Friends would talk about anal play, or having sex in a train car, and I’d worry that I’d been left behind. It seemed unfair. I’d panicked all through my teenage years about losing my virginity, and now that I had, I was panicking that the sex I was having wasn’t exciting enough. I was young and insecure and didn’t properly know myself, so I wasn’t thinking about what I wanted or enjoyed, but rather what I perceived as something I should want and enjoy. There was no sense of nuance in our discussions of sex; we didn’t consider that people might like some kinky things but not others. It was just this blanket thing of: Are you into this sort of sex or not? It wasn’t traumatic for me, it was just mildly uncomfortable at points—like, someone would pull my hair, and I’d think, Ow, he’s pulling my hair, all while moaning as if I liked it.

Of course, if you’re into kink, if chains and whips do excite you, that’s something to be celebrated too. It’s just nice that, as a culture, we’re now willing to admit it’s not for everyone. We can let the people who get it, get it.

It took a culture shift for me to become more comfortable with who I am sexually, but more than that, it took growing up and realizing I could talk to my friends. Actually, so many things in life got better when I realized I could talk to my friends—really talk, about our families, our relationships with our bodies, our careers. And that the more honest and open I am with them, the more honest and open they will be with me in return. The weirdest and most embarrassing thing about you is probably something they can relate to. The good ones, which is most of them, won’t judge you for anything; they might not have acne on their chin like you, but they will have a weird insecurity about the faces on their knees, or never getting any work done on Fridays or whatever.

So much of the time when we’re younger, we show off around our friends. We’re trying to prove ourselves, make ourselves seem worthy of people like them. We don’t connect, we challenge, and then we end up feeling more alone than ever. Nowadays, the way I talk my way out of feeling anxious is to laugh about things with my friends—like the other day, when I was telling my mate about how this guy put me in reverse cowgirl when I haven’t done that position in years and was so confused about what to do. You can come at friends with your mess, and they’ll come back with something of their own. It’s saying Me too, and if not, I see you.

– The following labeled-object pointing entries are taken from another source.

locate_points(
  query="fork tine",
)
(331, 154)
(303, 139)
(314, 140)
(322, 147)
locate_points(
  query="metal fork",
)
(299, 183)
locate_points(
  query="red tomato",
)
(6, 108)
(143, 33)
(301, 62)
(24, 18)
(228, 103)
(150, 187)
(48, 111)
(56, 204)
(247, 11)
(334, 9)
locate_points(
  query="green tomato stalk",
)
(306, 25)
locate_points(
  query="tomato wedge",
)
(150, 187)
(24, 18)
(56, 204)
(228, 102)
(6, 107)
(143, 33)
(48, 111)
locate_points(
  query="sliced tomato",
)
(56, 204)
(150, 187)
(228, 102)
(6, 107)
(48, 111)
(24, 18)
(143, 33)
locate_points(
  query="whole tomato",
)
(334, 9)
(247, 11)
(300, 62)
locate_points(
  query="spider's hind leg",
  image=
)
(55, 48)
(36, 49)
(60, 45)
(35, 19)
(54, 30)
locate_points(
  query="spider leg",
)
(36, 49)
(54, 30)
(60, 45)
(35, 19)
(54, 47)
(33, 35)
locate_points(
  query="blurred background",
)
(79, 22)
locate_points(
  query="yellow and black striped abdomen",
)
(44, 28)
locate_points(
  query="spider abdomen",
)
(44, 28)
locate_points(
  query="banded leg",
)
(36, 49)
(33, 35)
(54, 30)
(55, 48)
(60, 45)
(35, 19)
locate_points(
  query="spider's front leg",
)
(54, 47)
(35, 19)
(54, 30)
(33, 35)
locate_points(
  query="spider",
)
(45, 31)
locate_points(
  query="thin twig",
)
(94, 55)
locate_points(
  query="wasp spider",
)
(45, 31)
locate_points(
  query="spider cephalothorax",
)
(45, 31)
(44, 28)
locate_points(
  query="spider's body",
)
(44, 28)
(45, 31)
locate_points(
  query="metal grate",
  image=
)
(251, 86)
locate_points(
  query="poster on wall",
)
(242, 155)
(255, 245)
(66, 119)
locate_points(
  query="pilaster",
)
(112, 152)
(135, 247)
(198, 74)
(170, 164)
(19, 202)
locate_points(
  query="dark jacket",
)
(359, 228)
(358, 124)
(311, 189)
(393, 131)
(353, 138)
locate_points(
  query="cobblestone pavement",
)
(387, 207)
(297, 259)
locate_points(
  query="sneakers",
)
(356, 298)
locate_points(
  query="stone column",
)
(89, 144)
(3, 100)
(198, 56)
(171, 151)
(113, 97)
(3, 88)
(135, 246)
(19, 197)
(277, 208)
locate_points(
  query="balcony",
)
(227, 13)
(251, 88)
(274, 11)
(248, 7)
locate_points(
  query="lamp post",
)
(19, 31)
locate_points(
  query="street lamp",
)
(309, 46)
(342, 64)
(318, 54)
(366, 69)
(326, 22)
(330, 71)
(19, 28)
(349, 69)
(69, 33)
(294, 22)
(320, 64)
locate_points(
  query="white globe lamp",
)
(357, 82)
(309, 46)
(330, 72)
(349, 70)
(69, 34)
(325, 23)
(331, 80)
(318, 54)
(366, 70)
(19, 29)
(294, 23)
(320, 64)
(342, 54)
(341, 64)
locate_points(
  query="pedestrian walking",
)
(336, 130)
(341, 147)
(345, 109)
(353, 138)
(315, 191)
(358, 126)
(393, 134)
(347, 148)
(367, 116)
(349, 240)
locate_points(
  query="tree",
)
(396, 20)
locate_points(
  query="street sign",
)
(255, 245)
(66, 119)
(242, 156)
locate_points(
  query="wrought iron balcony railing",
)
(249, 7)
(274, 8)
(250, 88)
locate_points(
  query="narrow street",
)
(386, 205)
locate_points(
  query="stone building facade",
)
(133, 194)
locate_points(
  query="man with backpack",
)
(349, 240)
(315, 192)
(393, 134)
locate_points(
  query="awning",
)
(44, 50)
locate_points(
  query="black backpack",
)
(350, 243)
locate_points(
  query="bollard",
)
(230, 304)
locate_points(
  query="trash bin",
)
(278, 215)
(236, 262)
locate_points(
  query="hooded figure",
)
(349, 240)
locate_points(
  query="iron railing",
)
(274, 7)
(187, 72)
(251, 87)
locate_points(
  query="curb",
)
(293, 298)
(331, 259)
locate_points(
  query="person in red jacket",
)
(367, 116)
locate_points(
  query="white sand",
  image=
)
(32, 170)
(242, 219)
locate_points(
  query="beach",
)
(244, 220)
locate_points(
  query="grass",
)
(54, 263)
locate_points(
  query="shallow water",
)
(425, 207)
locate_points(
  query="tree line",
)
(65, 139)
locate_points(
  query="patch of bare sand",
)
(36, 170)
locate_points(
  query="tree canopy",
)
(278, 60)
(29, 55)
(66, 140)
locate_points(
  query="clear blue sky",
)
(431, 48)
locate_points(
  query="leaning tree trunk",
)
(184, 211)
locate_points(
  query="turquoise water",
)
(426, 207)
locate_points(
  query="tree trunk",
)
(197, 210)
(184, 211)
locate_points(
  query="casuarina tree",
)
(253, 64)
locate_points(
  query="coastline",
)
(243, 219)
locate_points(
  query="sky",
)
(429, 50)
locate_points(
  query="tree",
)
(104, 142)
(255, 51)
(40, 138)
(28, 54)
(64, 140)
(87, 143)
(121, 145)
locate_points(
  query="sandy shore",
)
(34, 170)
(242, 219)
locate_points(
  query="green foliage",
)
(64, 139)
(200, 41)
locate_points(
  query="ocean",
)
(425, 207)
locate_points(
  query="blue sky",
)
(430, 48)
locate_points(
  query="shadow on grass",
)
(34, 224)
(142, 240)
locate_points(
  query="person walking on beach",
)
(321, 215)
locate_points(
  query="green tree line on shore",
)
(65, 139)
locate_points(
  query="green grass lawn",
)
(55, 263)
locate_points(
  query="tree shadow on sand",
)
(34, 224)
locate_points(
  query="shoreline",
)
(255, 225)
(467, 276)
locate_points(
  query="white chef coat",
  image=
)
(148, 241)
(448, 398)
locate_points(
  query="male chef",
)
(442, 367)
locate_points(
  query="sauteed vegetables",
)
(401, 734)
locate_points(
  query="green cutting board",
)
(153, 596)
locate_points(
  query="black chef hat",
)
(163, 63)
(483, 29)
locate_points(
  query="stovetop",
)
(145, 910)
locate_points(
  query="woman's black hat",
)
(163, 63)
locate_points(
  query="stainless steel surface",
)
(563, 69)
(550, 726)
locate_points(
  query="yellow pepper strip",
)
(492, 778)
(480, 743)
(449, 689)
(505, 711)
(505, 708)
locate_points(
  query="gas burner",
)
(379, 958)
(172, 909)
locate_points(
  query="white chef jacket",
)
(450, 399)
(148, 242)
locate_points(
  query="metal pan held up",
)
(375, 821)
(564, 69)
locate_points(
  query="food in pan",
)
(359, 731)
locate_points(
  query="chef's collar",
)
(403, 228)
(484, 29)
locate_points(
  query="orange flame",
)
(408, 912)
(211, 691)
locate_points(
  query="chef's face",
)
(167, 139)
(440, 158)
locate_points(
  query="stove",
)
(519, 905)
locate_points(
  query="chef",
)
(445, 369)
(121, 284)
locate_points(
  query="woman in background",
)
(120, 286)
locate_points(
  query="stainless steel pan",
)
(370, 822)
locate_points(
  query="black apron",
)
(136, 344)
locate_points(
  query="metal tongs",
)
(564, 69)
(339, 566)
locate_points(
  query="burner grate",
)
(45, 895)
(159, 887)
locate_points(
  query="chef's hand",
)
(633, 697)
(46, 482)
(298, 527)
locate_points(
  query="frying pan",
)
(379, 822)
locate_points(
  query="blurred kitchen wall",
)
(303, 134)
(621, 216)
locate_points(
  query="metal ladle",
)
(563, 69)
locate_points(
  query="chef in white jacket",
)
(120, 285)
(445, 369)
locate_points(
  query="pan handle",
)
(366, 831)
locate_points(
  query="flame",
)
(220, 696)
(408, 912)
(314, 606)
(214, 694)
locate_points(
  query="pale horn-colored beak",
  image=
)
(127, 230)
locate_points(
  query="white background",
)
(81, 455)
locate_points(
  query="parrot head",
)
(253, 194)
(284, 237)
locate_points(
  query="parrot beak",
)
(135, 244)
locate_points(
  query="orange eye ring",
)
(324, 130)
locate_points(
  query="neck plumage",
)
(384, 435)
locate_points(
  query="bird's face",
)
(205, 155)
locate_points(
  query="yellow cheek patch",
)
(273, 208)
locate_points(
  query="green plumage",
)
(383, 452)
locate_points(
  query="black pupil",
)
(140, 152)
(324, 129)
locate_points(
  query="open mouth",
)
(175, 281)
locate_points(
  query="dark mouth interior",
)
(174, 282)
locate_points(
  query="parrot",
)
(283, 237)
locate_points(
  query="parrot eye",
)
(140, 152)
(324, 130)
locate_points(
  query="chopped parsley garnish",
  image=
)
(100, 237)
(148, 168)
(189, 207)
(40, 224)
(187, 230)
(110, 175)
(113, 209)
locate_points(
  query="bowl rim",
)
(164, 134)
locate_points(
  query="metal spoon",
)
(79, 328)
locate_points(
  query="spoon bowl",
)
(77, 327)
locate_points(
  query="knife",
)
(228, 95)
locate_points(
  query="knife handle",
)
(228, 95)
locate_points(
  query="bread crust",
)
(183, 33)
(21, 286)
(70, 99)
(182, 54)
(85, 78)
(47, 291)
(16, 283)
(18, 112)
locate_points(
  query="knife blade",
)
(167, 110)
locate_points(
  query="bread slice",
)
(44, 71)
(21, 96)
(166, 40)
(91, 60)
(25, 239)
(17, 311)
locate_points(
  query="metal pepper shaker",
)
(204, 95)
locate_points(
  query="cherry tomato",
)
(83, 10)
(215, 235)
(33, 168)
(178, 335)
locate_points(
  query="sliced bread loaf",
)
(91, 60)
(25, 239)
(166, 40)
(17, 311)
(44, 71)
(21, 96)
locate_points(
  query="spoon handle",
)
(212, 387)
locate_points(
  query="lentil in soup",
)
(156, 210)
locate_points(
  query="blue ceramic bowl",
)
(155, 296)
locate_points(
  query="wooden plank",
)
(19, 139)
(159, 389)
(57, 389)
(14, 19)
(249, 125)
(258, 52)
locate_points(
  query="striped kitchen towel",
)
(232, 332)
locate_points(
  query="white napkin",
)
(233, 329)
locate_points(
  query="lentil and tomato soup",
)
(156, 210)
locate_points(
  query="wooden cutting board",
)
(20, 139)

In the Turkish restaurant when my friend said she was a prude, my other mate forced her to take it back, and then she repeated something she’s said to me before that made me feel a lot better. That there’s no point worrying if sex with someone is going to be “exciting” enough, because if you have chemistry in that way it will always be exciting, just because it’s the two of you. When you have that sort of connection with someone, you become completely unselfconscious. You’re just there, with them. And with them, you could have 10 minutes of very connected missionary, and it would be good—vanilla, actually—and it won’t matter because vanilla is, and has always been, a very good flavor.